Sie ging, ist im Jahr darauf mit dem SC 07 Bad Neuenahr doch noch Deutscher Meister geworden und begann, die Ingelheimer Mädchen zu trainieren.

Stangs Unternehmen aber expandierte. „Kennen Sie den Frankfurter Hauptfriedhof?“, fragt er, „er ist wunderschön.“ Wahrscheinlich ist Ferdinand Stang der Meinung, große Städte wie Frankfurt lassen sich überhaupt nur ob ihrer Friedhöfe ertragen. Seine Firma hat längst auch am Frankfurter Hauptfriedhof eine Filiale, um die letzte Immobilie auszustatten, die der Mensch braucht. Damals hat er als Trainer aufgehört. Die Gräber sind voll von denen, die immer versucht haben, alles zugleich zu machen.

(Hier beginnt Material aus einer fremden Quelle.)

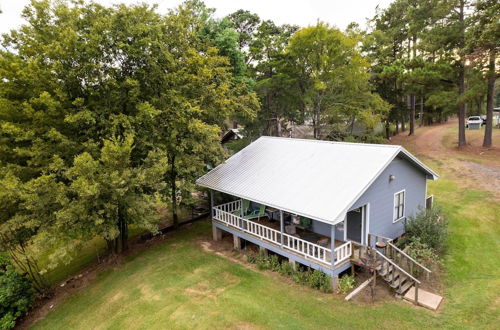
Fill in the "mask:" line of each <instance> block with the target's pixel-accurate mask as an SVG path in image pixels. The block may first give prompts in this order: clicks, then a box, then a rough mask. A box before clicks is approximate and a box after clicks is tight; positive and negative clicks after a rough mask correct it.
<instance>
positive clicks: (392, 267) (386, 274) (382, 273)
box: [379, 265, 393, 277]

Er bekam sogar noch das Angebot, Trainer der Frauen-Nationalmannschaft zu werden. Was würde Großvater dazu sagen?, hat er sich gefragt und sofort die Antwort gewusst. An seinen Nachfolger konnten sich die Spielerinnen nicht gewöhnen. Die Hälfte ist zum 1. FFC Frankfurt gegangen. Seitdem spielt der im Frauenfußball ganz oben.